While tools like Splunk, Datadog, and OpenSearch excel at aggregation and analysis, managing findings at the source in AWS Security Hub offers significant advantages. Suppressing irrelevant findings within AWS Security Hub ensures:

Only relevant data is forwarded to third-party tools, reducing noise and enhancing visibility.
Lower costs due to reduced storage requirements and improved query performance.

AWS Security Hub Automations

AWS Security Hub Automations is AWS’s native solution for managing findings. However, it has several limitations that can hinder its effectiveness in large or complex environments:

Rule Count

Automations are limited to 100 rules, which can quickly become insufficient in large environments. Each unique suppression scenario often requires its own rule, leading to a rapid depletion of the rule quota.

Flexibility

Automations lack support for regex or multi-property rules, making them less flexible for complex suppression needs. For example, suppressing a specific check across multiple resources in Automations requires creating multiple rules.

With regex, you can achieve the same result with a single, concise rule. For instance, to suppress findings for Lambda functions in specific dev/test accounts, you could use:

arn:aws:lambda:eu-central-1:(1234567890|2345678901):function:(client-a|client-b|client-c)

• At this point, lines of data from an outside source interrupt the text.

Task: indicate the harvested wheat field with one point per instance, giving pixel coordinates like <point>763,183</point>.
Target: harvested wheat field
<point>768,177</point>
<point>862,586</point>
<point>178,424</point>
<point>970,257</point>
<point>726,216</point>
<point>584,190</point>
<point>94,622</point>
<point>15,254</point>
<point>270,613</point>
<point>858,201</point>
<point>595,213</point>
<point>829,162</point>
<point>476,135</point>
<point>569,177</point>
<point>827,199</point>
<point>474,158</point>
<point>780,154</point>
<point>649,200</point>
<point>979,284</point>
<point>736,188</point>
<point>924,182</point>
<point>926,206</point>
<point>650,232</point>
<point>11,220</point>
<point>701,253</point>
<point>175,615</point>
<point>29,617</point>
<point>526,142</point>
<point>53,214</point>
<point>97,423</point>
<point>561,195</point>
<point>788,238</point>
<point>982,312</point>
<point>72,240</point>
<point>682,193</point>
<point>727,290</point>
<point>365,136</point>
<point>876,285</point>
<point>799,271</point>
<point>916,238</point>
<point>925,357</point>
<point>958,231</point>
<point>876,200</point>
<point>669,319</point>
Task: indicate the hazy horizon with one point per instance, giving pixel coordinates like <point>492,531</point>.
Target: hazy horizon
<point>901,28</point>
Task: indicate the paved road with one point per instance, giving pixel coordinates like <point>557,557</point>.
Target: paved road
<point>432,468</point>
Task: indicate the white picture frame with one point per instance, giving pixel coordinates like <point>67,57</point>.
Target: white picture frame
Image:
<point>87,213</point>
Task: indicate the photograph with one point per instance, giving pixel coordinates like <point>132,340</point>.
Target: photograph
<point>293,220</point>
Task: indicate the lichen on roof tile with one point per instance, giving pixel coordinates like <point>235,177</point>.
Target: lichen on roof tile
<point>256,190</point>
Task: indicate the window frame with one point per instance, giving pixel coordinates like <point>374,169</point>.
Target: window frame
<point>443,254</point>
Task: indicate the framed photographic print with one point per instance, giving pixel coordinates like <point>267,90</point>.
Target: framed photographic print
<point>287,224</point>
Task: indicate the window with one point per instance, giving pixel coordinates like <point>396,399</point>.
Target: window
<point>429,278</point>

In Automations, this scenario would require separate rules for each permutation, increasing rule count and reducing manageability.

Retroactive Suppression

Unlike Automations, this library supports retroactive suppression, allowing you to address findings from the past. This eliminates the need to wait for the 90-day retention period to expire before irrelevant findings stop cluttering your dashboard.

Readability

While regex has some inherent readability challenges, it offers more flexibility than Automations’ filter: prefix/suffix. This flexibility reduces the number of rules required, simplifying suppression management. Additionally, suppressions should be regularly reviewed, often by someone other than the original author. A well-structured regex rule can still be easier to manage than dozens of fragmented rules in Automations.

“Alright, I want this, why is there still more text on this page?”

Well, this is ‘just’ a lib. While it provides all the magic you want, why do the standard infra work yourself? We have a standard implementation of suppressing with this lib available in Terraform here. On top of that, it provides some integrations for automatic alerting and ticketing.